AI Weekly Rundown (October 14 to October 20)
Major AI announcements from NVIDIA, Microsoft, Meta, Google, Amazon, and more.
Hello Engineering Leaders and AI Enthusiasts!
Another eventful week in the AI realm. Lots of big news from huge enterprises.
In today’s edition:
🤝 NVIDIA's new collab for text-to-3D AI
📈 MemGPT boosts LLMs by extending context window
🤑 Microsoft’s new AI Bug Bounty Program with rewards upto $15k
🍏 42% of Mac users use AI-based apps daily, finds new report📽️
ElevenLabs partners with Pictory AI for realistic AI video voices
🚀 China's Baidu unveils Ernie 4.0 to rival GPT-4
⚡ NVIDIA makes AI 4x faster with TensorRT-LLM🏥
ChatGPT outperforms doctors in depression treatment
🔐 BlackBerry announces Gen AI cybersecurity assistant
🧠 Meta’s new AI for real-time decoding of images from brain activity
🤖 Fuyu-8B: A simple, superfast multimodal model for AI agents
🔥 GPT-4V got even better with Set-of-Mark (SoM)
📦 Amazon’s 2 AI-based robots for rapid deliveries & workplace safety
🔬 DeepMind’s MuJoCo 3.0 is the ultimate tool for robotics research
🗣️ Google Search’s new AI-powered feature to improve language skills
Let’s go!
NVIDIA's new collab for text-to-3D AI
NVIDIA and Masterpiece Studio have launched a new text-to-3D AI playground called Masterpiece X - Generate. The tool aims to make 3D art more accessible by using generative AI to create 3D models based on text prompts. It is browser-based and requires no prior knowledge or skills.
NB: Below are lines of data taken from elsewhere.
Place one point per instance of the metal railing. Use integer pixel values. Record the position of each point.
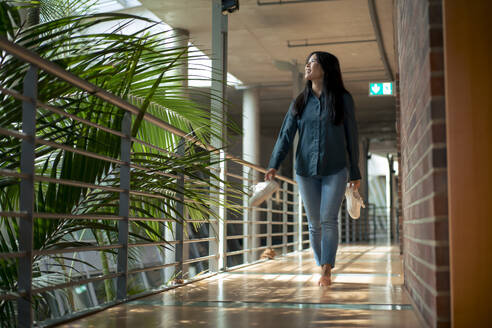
(232, 240)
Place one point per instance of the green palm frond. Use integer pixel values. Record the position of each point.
(138, 68)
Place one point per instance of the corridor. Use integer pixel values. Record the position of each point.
(367, 292)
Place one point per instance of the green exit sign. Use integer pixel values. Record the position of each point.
(381, 89)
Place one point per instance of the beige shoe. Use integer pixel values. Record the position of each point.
(268, 253)
(325, 279)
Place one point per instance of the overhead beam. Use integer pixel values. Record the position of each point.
(286, 2)
(290, 43)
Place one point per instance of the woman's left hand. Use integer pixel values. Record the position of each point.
(355, 184)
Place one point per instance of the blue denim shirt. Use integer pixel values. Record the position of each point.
(323, 148)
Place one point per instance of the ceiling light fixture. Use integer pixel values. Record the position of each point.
(230, 6)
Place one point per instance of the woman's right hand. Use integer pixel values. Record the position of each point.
(270, 174)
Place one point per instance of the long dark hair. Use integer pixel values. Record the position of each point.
(332, 85)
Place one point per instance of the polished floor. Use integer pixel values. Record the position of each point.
(367, 291)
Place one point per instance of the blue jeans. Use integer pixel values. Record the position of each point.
(322, 197)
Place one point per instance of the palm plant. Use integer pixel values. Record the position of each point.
(136, 68)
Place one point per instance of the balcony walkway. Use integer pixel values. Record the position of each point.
(367, 292)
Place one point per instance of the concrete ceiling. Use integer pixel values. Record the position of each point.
(260, 34)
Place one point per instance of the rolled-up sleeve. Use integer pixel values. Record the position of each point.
(284, 140)
(351, 136)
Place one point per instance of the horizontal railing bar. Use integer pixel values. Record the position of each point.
(11, 296)
(156, 243)
(237, 237)
(78, 151)
(74, 183)
(14, 174)
(152, 268)
(150, 219)
(201, 221)
(76, 283)
(198, 240)
(12, 255)
(236, 252)
(259, 248)
(154, 147)
(239, 177)
(139, 167)
(199, 259)
(15, 134)
(56, 110)
(13, 214)
(75, 249)
(76, 216)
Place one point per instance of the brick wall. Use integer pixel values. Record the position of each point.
(423, 158)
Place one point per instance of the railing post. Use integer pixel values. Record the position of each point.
(269, 222)
(347, 226)
(24, 304)
(178, 250)
(297, 201)
(299, 223)
(124, 208)
(285, 216)
(222, 259)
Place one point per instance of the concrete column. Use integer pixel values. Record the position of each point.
(251, 153)
(178, 42)
(467, 73)
(219, 111)
(251, 125)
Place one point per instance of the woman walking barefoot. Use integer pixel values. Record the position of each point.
(323, 113)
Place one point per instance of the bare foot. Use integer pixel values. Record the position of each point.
(325, 279)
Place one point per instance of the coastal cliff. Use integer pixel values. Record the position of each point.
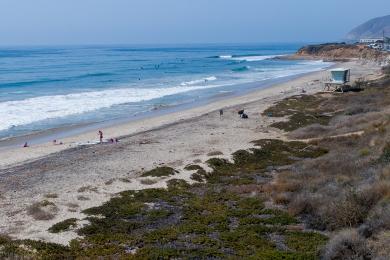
(339, 52)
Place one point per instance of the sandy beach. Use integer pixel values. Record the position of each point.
(77, 175)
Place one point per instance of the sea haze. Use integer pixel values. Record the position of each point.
(50, 87)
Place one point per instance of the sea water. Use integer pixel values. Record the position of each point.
(51, 87)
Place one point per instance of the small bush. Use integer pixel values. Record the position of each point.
(160, 172)
(385, 157)
(215, 153)
(88, 188)
(63, 225)
(44, 210)
(51, 196)
(148, 181)
(347, 245)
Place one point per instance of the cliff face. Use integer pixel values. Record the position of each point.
(334, 51)
(372, 28)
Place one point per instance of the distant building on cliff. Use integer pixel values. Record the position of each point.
(370, 40)
(382, 43)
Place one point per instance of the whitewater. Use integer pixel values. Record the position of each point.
(44, 88)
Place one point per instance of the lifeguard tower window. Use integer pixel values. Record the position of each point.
(340, 75)
(338, 79)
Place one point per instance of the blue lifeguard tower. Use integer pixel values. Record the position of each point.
(339, 78)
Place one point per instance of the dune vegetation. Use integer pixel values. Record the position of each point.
(325, 193)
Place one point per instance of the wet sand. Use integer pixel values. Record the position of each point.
(97, 172)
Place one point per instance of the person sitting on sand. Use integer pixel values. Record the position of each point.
(100, 136)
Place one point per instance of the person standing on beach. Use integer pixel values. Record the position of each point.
(100, 136)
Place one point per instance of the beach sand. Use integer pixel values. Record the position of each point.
(75, 177)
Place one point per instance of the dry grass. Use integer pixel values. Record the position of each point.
(347, 245)
(51, 196)
(348, 188)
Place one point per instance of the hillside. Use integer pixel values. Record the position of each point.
(372, 28)
(339, 51)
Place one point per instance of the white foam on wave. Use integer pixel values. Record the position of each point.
(31, 110)
(249, 58)
(198, 81)
(225, 56)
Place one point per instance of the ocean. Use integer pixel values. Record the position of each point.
(44, 88)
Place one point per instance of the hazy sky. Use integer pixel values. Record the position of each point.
(37, 22)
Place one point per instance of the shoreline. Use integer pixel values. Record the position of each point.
(56, 133)
(98, 171)
(71, 136)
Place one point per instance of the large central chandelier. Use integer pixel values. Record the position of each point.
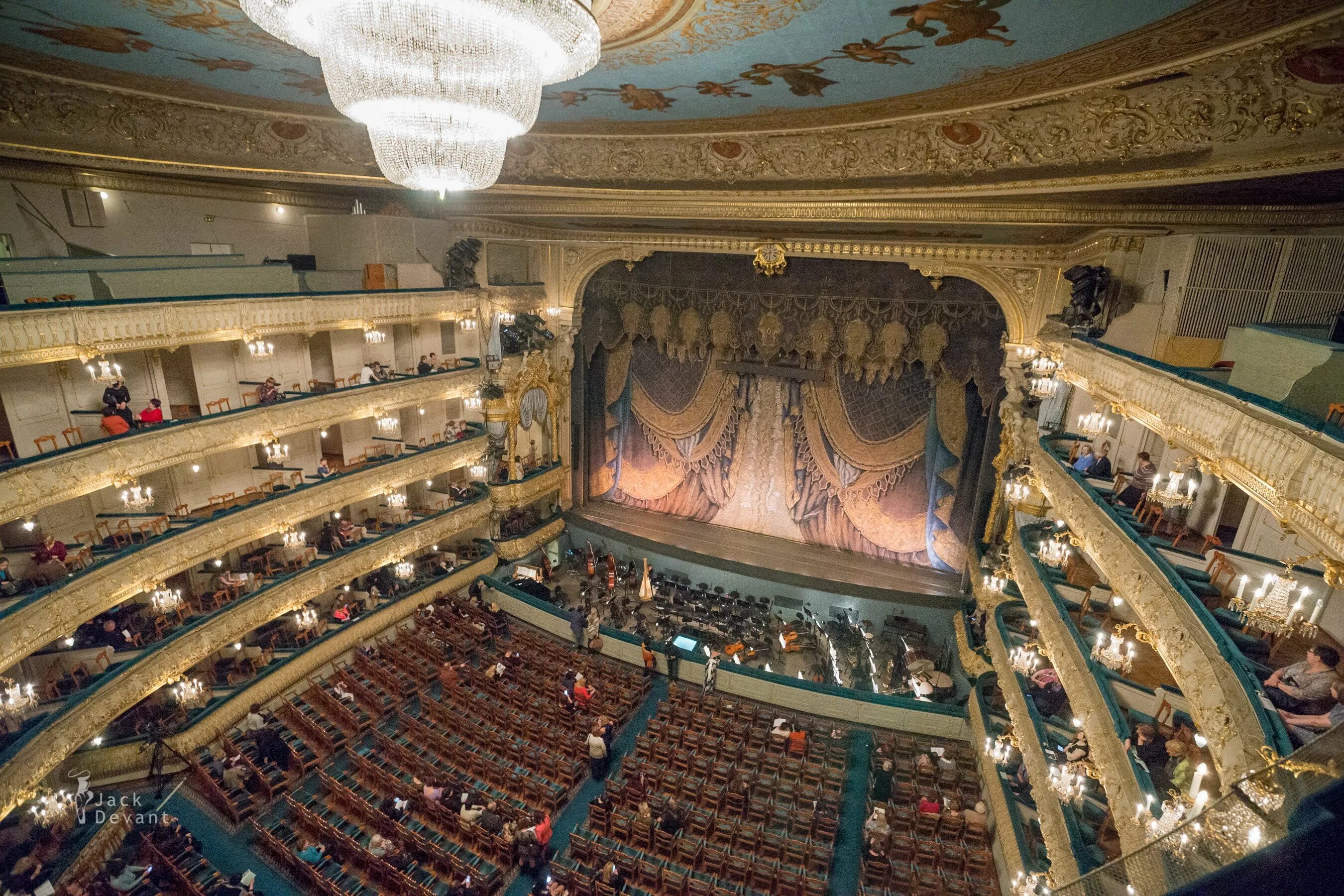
(441, 87)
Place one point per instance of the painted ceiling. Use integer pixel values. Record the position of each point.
(665, 61)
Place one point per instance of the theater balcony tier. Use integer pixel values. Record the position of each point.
(1284, 458)
(88, 712)
(1205, 664)
(42, 480)
(39, 334)
(1091, 696)
(531, 487)
(280, 677)
(521, 546)
(49, 614)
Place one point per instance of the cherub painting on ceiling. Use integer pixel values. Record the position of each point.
(949, 22)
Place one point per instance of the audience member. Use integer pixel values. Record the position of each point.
(1304, 687)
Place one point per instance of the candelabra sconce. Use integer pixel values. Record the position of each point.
(1273, 608)
(1068, 784)
(103, 371)
(1095, 425)
(1179, 492)
(189, 689)
(1026, 660)
(999, 750)
(164, 599)
(374, 336)
(50, 809)
(258, 348)
(276, 453)
(18, 699)
(137, 499)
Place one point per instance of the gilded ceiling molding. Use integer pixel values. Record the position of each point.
(1054, 829)
(58, 332)
(1005, 817)
(1296, 473)
(80, 598)
(1220, 704)
(50, 480)
(523, 546)
(1108, 750)
(163, 664)
(1242, 113)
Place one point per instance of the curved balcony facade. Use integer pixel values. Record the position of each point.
(47, 614)
(33, 483)
(88, 712)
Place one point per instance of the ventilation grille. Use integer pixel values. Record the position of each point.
(1229, 285)
(1312, 289)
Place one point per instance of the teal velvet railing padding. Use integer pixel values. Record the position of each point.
(775, 677)
(185, 524)
(472, 363)
(1272, 727)
(1119, 719)
(83, 697)
(1293, 414)
(1010, 798)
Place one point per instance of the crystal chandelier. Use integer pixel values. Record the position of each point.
(18, 699)
(1093, 425)
(441, 87)
(189, 689)
(1024, 660)
(276, 453)
(164, 599)
(1273, 608)
(103, 371)
(1068, 784)
(137, 499)
(1115, 652)
(1172, 495)
(51, 809)
(1042, 386)
(292, 538)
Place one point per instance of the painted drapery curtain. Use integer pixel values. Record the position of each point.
(867, 453)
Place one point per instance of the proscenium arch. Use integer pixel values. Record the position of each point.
(1016, 308)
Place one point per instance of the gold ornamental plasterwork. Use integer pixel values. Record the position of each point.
(1085, 697)
(1054, 829)
(80, 598)
(1243, 113)
(1005, 817)
(523, 546)
(53, 332)
(519, 493)
(163, 664)
(61, 477)
(1220, 704)
(1292, 470)
(129, 761)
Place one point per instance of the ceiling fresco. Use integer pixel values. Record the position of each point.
(665, 61)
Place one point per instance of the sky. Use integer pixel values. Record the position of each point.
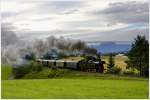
(87, 20)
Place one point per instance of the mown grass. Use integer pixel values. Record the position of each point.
(75, 88)
(6, 71)
(119, 61)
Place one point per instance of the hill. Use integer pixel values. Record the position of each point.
(109, 47)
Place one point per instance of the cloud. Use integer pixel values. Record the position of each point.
(89, 20)
(128, 12)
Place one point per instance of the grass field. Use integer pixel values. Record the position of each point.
(119, 61)
(74, 88)
(77, 85)
(6, 71)
(73, 84)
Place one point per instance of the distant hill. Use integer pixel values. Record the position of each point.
(109, 47)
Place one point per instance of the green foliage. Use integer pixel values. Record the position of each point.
(111, 63)
(6, 71)
(129, 72)
(21, 70)
(36, 66)
(46, 73)
(139, 55)
(114, 70)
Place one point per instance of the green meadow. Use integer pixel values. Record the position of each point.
(78, 86)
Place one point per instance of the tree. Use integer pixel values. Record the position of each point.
(139, 55)
(111, 63)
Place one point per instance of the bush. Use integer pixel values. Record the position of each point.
(133, 72)
(56, 73)
(21, 70)
(114, 70)
(128, 72)
(36, 66)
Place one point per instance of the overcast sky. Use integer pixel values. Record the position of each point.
(88, 20)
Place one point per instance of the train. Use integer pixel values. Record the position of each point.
(81, 65)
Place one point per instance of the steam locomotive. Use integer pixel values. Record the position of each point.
(71, 64)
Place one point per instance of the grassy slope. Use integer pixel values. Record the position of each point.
(6, 72)
(76, 84)
(75, 88)
(119, 61)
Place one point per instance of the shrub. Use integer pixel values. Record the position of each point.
(21, 70)
(128, 72)
(114, 70)
(36, 66)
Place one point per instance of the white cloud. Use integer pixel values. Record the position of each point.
(73, 19)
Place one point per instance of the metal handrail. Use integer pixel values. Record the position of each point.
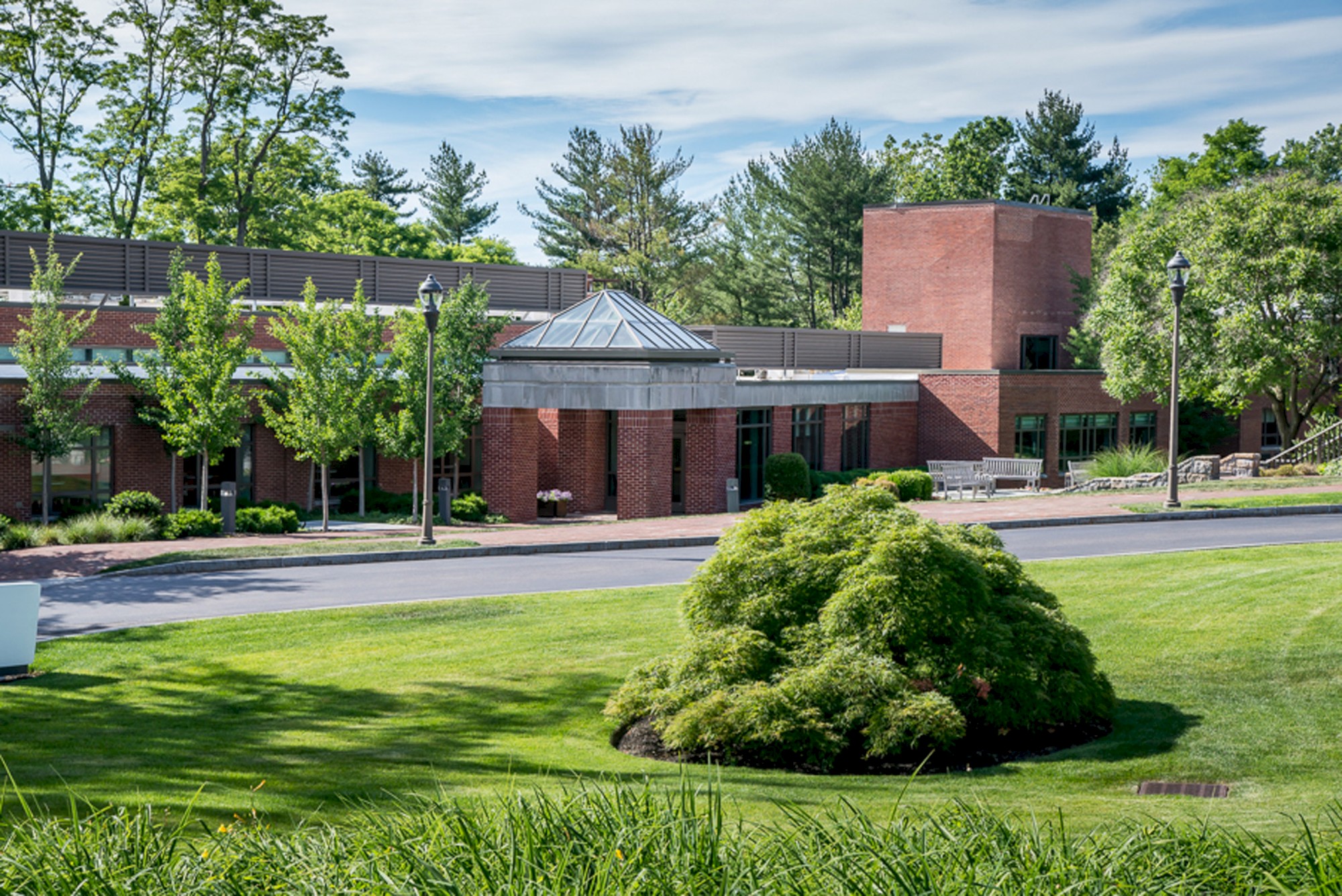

Users simply type in what they want to see, and the program generates the 3D model. While it may not be suitable for high-fidelity or AAA game assets, it is great for quickly iterating and exploring ideas.
The resulting assets are compatible with popular 3D software. The tool is available on mobile and works on a credit basis. By creating an account, you'll get 250 credits and will be able to use Generate freely.
MemGPT boosts LLMs by extending context window
MemGPT is a system that enhances the capabilities of LLMs by allowing them to use context beyond their limited window. It uses virtual context management inspired by hierarchical memory systems in traditional operating systems.
MemGPT intelligently manages different memory tiers to provide an extended context within the LLM's window and uses interrupts to manage control flow. It has been evaluated in document analysis and multi-session chat, where it outperforms traditional LLMs. The code and data for MemGPT are also released for further experimentation.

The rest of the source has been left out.